Access Databricks data using external systems
This article provides an overview of functionality and recommendations for making data managed and governed by Azure Databricks available to other systems.
These patterns focus on scenarios where your organization needs to integrate trusted tools or systems to Azure Databricks data. If you are looking for guidance on sharing data outside of your organization, see Share data and AI assets securely with users in other organizations.
What external access does Azure Databricks support?
Azure Databricks recommends using Unity Catalog to govern all your data assets.
The following table provides an overview of support formats and access patterns for Unity Catalog objects.
Unity Catalog object | Formats supported | Access patterns |
---|---|---|
Managed tables | Delta Lake, Iceberg | Credential vending, Iceberg REST catalog, Delta Sharing |
External tables | Delta Lake | Credential vending, Iceberg REST catalog, Delta Sharing, cloud URIs |
External tables | CSV, JSON, Avro, Parquet, ORC, text | Cloud URIs |
External volumes | All data types | Cloud URIs |
Note
Iceberg support describes tables written by Azure Databricks using Delta Lake but with Iceberg reads (UniForm) enabled.
For more details on these Unity Catalog objects, see the following:
Unity Catalog credential vending
Unity Catalog credential vending allows users to configure external clients to inherit privileges on data governed by Azure Databricks.
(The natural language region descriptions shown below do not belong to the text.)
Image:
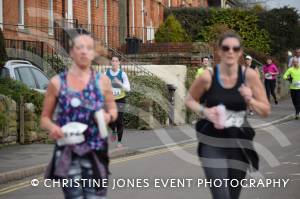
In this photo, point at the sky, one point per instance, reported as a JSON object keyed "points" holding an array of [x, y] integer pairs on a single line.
{"points": [[281, 3]]}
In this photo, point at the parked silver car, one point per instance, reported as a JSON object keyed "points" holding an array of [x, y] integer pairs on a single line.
{"points": [[27, 73]]}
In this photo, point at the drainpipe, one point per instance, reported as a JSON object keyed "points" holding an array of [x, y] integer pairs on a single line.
{"points": [[132, 5], [105, 23]]}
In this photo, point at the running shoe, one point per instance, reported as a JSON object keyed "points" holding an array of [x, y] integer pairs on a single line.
{"points": [[119, 145]]}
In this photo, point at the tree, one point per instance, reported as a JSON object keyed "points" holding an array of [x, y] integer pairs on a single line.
{"points": [[3, 55], [171, 31], [241, 21], [282, 24]]}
See Unity Catalog credential vending for external system access.
Read tables with Iceberg clients
Azure Databricks provides Iceberg clients with read-only support for tables registered to Unity Catalog. Supported clients include Apache Spark, Apache Flink, Trino, and Snowflake. See Read Databricks tables from Iceberg clients.
Share read-only tables across domains
You can use Delta Sharing to grant read-only access to managed or external Delta tables across domains and supported systems. Software systems that support zero-copy reads of Delta Sharing tables include SAP, Amperity, and Oracle. See Share data and AI assets securely with users in other organizations.
Note
You can also use Delta Sharing to grant read-only access to customers or partners. Delta Sharing also backs data shared using the Databricks Marketplace.
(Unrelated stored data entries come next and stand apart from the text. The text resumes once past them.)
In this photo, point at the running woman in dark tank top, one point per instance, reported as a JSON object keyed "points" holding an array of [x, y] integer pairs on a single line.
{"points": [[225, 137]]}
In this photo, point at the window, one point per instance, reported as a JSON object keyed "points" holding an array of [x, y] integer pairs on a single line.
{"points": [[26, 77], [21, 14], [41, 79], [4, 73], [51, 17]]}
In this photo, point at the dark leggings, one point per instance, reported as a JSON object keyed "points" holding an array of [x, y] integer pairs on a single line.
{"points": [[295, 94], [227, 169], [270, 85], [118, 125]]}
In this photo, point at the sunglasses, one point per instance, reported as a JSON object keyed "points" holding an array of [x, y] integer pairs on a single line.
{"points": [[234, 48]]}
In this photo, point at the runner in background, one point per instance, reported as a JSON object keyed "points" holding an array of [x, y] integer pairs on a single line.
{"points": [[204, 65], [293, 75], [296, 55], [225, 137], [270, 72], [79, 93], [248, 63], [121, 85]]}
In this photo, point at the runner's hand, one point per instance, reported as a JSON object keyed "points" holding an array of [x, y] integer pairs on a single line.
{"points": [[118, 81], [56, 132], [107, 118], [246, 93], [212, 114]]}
Read and write external Delta tables
You can access Unity Catalog external tables backed by Delta Lake from external Delta Lake reader and writer clients using cloud object storage URIs and credentials.
Unity Catalog does not govern reads and writes performed directly against cloud object storage from external systems, so you must configure additional policies and credentials in your cloud account to ensure that data governance policies are respected outside Azure Databricks.
Note
The Azure Databricks documentation lists limitations and compatibility considerations based on Databricks Runtime versions and platform features. You must confirm what reader and writer protocols and table features your client supports. See delta.io.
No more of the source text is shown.